国税専門官志望者の税務署訪問

国家公務員志望者の官庁訪問とは?

国家公務員採用試験における「官庁訪問」という制度をご存知でしょうか。官庁訪問とは、各省庁が国家公務員採用試験の受験者を対象に行う採用選考の1つです。

例えば、国家公務員Ⅱ種を受験する場合、筆記の一次試験に合格した後、自分の希望する省庁とアポイントメントを取り、直接訪問します。その際、受験者は実際の業務内容の紹介を職員から受け、その一方で職員は受験者一人ひとりの適性や能力を判断し、採用選考を行います。

その一連の選考結果を踏まえて、実際の採用の際に各々の省庁が「この人材がうちに欲しい」、「この人材はここを希望しているが、適性から見てこっち向きじゃないか」などの意見交換をし、正式に配属先が決まります。

官庁訪問は民間企業で言うところのインターンシップ(就業体験)と採用選考を合わせたような制度と考えて良いでしょう。

国税専門官志望者の税務署訪問とは?

官僚志望者が行う官庁訪問のように、国税専門官を志す受験者の一部は筆記の一次試験を突破した後、最寄りの税務署を訪問し、実務内容の紹介などを受けるケースがしばしば見られます。

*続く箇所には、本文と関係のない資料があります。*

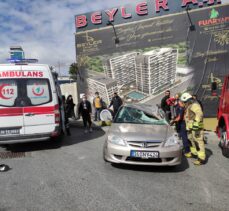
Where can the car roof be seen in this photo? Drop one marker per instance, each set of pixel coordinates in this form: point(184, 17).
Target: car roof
point(149, 109)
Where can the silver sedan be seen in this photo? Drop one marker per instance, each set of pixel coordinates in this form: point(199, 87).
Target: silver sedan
point(139, 135)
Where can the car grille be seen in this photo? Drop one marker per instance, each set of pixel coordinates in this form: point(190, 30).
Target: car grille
point(149, 160)
point(144, 144)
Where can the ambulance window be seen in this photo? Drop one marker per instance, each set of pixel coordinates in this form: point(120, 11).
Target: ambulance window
point(8, 92)
point(38, 90)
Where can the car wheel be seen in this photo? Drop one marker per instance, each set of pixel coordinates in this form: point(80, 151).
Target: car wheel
point(104, 157)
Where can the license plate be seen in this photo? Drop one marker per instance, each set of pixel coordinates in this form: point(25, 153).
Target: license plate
point(9, 131)
point(143, 154)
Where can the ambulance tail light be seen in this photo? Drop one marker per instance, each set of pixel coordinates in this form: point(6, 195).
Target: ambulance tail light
point(57, 114)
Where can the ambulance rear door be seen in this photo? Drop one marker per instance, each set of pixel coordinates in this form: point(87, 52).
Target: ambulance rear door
point(11, 116)
point(39, 116)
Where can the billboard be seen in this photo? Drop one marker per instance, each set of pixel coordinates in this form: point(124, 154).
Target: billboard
point(143, 49)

しかしながら、国家公務員の中でも国税専門官を始めとする税務区分の場合にはやや様相が異なり、国税に携わる税務区分では官庁訪問のような制度は設けられていません。

そのため、税務署訪問を行わなければ採用の対象にならない、ということはありません。

国税専門官志望者の税務署訪問はむしろ、「実際の業務について詳しく知りたい」、「現場の空気を感じてみたい」、「働いている人の年齢層や男女比が知りたい」といった実情調査の動機に裏打ちされているケースが多く見られます。

もちろん、そうした理由から税務署を訪問するのは有益なことではありますが、本来ではそうした調査は採用試験を受ける前に行うべきことです。

国税専門官は自分がやりたい仕事なのか、働いていけそうか、待遇や条件に認識の違いはないかなど、事前に税務署訪問をして確認しておくとよいでしょう。

また、税務署によっては1月〜3月の年度末などの忙しい時期には、志望者訪問を断るケースもありますので、事前に訪問可能な時期をきちんと調べておくことが必要です。